現状で親子の関係を否定する制度としては、養子縁組や嫡出否認などがあるものの、やはり「親子」の関係を完全に断ち切ることは出来ません。なお、6歳までの子供を対象とした特別養子縁組では親子関係はなくなりますが、これは「勘当」の概念とは全く異なります。

唯一、子供を排除できる制度として存在するのは、「推定相続人の廃除」でしょう。相続人となる者が、財産を残す者に対して虐待や重大な侮辱を与えるほか、激しい浪費癖があると家庭裁判所が認めると、当該人は遺産相続の権利を失います。これこそ現代版「勘当」と言えるのかもしれません。

なお、時代劇によくみられる「勘当」は江戸時代には制度として認められていました。奉行所に勘当届を提出することにより人別帳から外すことが可能となります。
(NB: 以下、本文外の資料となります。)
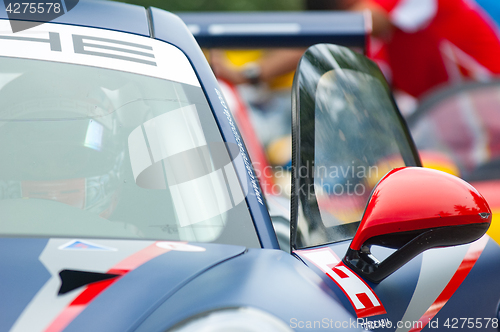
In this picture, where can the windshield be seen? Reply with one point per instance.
(93, 152)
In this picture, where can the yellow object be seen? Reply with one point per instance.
(494, 230)
(241, 57)
(279, 152)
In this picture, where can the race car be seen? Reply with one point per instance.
(128, 201)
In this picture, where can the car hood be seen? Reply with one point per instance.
(52, 284)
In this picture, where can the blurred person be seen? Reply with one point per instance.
(492, 7)
(427, 43)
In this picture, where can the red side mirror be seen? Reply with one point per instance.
(413, 209)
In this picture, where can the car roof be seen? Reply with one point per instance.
(106, 15)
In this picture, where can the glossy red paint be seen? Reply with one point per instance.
(415, 198)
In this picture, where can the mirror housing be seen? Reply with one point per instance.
(413, 209)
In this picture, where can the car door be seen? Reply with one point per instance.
(404, 250)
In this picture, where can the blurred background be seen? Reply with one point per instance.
(221, 5)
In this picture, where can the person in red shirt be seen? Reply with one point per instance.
(427, 43)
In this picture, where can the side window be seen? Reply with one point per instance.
(348, 135)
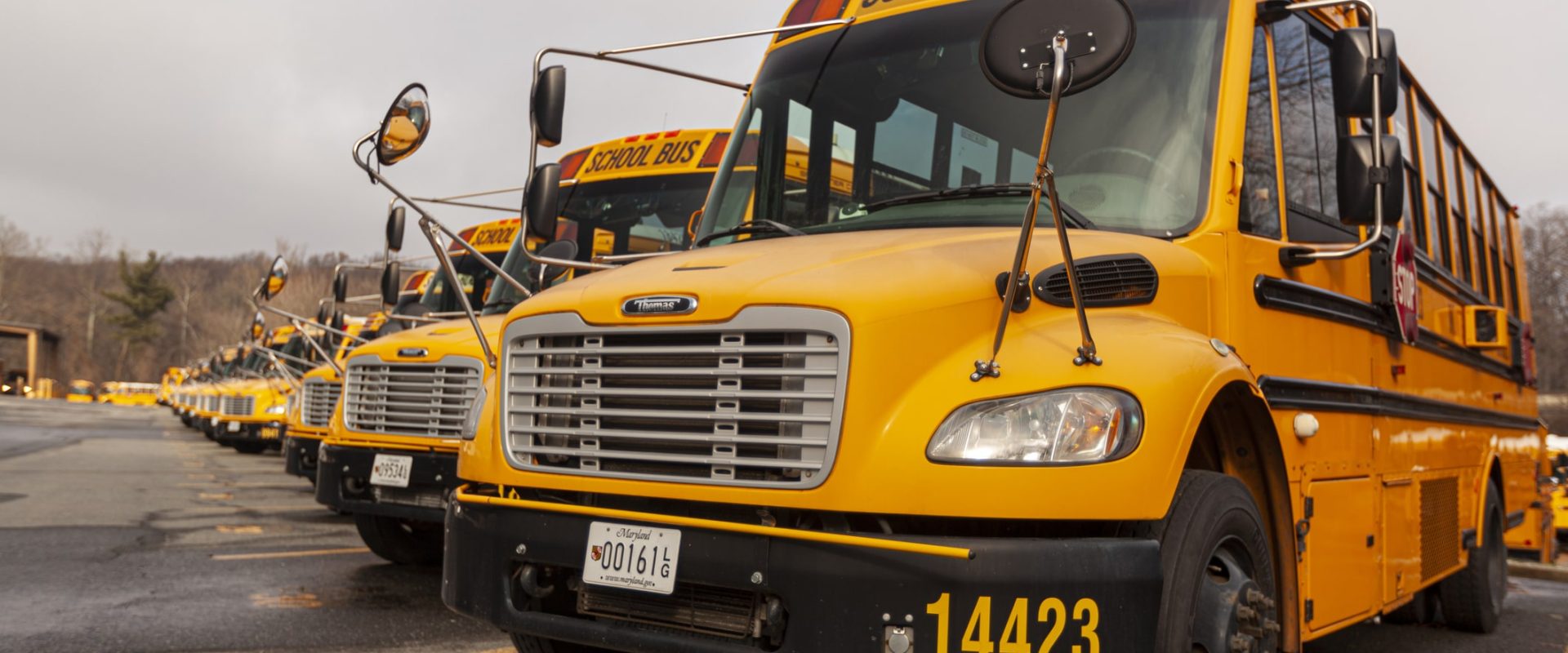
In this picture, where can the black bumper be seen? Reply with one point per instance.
(300, 456)
(833, 597)
(270, 433)
(342, 481)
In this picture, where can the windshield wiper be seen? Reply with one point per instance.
(756, 226)
(978, 190)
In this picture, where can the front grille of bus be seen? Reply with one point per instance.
(317, 400)
(410, 398)
(755, 402)
(235, 404)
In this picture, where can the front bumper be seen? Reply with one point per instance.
(831, 597)
(342, 482)
(231, 433)
(300, 456)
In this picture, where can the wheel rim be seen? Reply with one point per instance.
(1233, 613)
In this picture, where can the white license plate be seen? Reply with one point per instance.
(632, 557)
(391, 470)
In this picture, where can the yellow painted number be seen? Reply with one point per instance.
(1058, 624)
(978, 634)
(1087, 611)
(940, 610)
(1015, 636)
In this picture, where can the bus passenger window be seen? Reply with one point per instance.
(1259, 211)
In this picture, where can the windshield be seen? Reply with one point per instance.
(474, 278)
(634, 215)
(844, 121)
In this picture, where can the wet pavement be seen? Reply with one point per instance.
(122, 530)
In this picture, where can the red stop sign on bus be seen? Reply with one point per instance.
(1405, 291)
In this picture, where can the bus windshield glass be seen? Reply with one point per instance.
(843, 124)
(635, 215)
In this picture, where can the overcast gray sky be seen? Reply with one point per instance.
(221, 126)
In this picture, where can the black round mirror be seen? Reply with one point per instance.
(341, 287)
(257, 326)
(540, 202)
(276, 278)
(559, 249)
(405, 126)
(395, 229)
(391, 282)
(1018, 42)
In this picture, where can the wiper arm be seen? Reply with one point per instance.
(756, 226)
(978, 190)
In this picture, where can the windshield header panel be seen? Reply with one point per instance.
(843, 121)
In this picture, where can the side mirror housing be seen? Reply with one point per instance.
(1356, 174)
(540, 204)
(391, 286)
(1486, 327)
(1352, 64)
(276, 278)
(559, 249)
(341, 287)
(395, 229)
(549, 105)
(405, 126)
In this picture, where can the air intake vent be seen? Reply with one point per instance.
(1117, 279)
(1440, 526)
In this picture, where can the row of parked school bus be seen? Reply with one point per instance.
(823, 385)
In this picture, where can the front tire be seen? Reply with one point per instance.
(1218, 593)
(1472, 597)
(400, 540)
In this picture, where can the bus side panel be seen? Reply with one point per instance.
(1341, 564)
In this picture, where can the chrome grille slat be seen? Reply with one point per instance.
(235, 404)
(429, 400)
(681, 393)
(755, 402)
(318, 398)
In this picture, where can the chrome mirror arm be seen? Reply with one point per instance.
(425, 218)
(1375, 233)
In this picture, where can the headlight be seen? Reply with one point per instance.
(1053, 428)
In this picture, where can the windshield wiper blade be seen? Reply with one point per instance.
(978, 190)
(756, 226)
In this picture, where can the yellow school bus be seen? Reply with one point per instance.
(795, 442)
(82, 392)
(390, 455)
(129, 393)
(252, 414)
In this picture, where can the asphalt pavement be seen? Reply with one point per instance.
(124, 531)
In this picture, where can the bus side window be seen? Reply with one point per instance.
(1310, 134)
(1259, 213)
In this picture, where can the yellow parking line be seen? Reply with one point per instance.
(274, 555)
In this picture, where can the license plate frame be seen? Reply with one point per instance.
(391, 470)
(615, 552)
人別帳とは、現在でいうところの戸籍原簿や租税台帳にあたります。このリストから外された者は「無宿」となり、家督や相続の権利も剥奪されます。当該無宿者が罪人となっても、元の家族は連座から外されます。家族と家を守る為に将来に不安のある子どもを排除する狙いもあっみたいです。なお、人別帳では勘当された人の名前の部分に札が貼られたところから、「札付きのワル」の語源となっています。

明治に入っても旧民法や旧戸籍法では離籍のうえで復籍を拒む制度が認められ、戸主による「博当」ができる時代でした。